Alright alright… here’s the deal today.
City Council voted unanimously last night to fund Cincy Bike Share, which means in the next few months you should be able to get on (someone else’s) bike and ride. No word on prices for rentals just yet. Here's more on that, plus council's tiff over bike paths.
Also of import, though probably not nearly as exciting — council voted to raise water rates four percent. The money will go to shore up the city's water works, which have been losing revenue.
• A federal court handed down a big victory for voting rights advocates yesterday when it ruled that Ohio must maintain three days of early voting. U.S. District Court Judge Peter Economus ruled that the state must provide voting the Saturday, Sunday and Monday before election day. Democrats have been fighting state laws and orders from the secretary of state that they say unfairly affect urban minority voters.
In 2012, the Republican-controlled state legislature voted to eliminate weekend early voting, though a lawsuit by Democrats, including the Obama campaign, led to that law being overturned. Earlier this year, however, Ohio Secretary of State John Husted, a Republican, adopted a voting schedule that eliminated Sunday early voting. The schedule was put together by the bipartisan Ohio Association of Election Officials. Democrats say the elimination of Sunday voting disadvantages inner-city black voters, many of whom are organized by urban churches that provide transportation to polling places on Sundays before elections.
• Cincinnati is getting bigger. But just a tiny bit. The U.S. Census Bureau estimates that the city, which had been losing population for decades, has gained about 1,000 new people since 2010. That’s just a blip in the city’s population of nearly 300,000, but the census data seems to show the city has gained for two years in a row, meaning at least it’s heading in the right direction. So that tiny gain is big news.
Of course, Cincy’s tiny .25 percent annual growth rate is dwarfed by some other cities, including Columbus, which has grown about 1.5 percent annually. Meanwhile, cities like Austin, Texas have been posting up to 6 percent growth rates in the past few years. Something like 25 people move to Austin in an average day. Imagine how hard it would be to get LumenoCity tickets if that were the case in Cincinnati.
• Speaking of the light show, The Cincinnati Museum Center and marketing firm Landor are working on a LumenoCity-like event at Union Terminal in September. Plans aren’t finalized yet, but organizers hope to nail things down soon.

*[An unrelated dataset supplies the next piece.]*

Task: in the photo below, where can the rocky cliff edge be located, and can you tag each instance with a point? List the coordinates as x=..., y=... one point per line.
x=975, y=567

• And speaking of Union Terminal (look at these segues today!), Hamilton County Commissioners have given the green light to a public hearing on proposals to raise sales taxes in order to come up with the funds to renovate the former train station and Music Hall. They’ll hold the hearing next month. It will include a presentation by the Cultural Facilities Task Force, a group of 22 area business leaders who are recommending putting the tax on the ballot. Both buildings are highly historic and iconic in the city. Union Terminal, the Western Hemisphere’s largest semi-dome building, is renowned for its unique Art Deco construction. It’s also rumored to be the model for The Hall of Justice, which appears in DC’s Batman, Superman, and other comics, so there’s that. And Music Hall… well, just look at that amazing piece of 1878 gothic architecture. Place is crazy awesome looking. The buildings need about $275 million in repairs, though county commissioners would probably try to get $150 million from the tax increase. Some $34 million has already been raised through private donors.
• In national news, the race is on for ousted House Majority Leader Eric Cantor's job. Cantor got beat in his primary by tea partier David Brat and has subsequently resigned his post as majority leader. This matters because Cantor has been a big driver of the House's dysfunction, helping to push the war over Obamacare past the brink and into government shutdown last fall. Though Cantor has struggled with his party's far right wing (obviously, since they kicked him out of office), whoever takes his place will inherit similar power over the rowdy, rowdy Republican House. And there are some pretty hardline applicants for the job. Oh great.
• Finally, love is a destructive thing. You know that touristy thing couples do where they lock a padlock to a bridge in Europe to show they're everlastingly committed to each other and all that gross stuff? I guess no one ever really goes back and cuts their lock off when they break up, and thus, all that weight collapsed a bridge in Paris. There's a depressing metaphor somewhere in there, but I'll let you find it.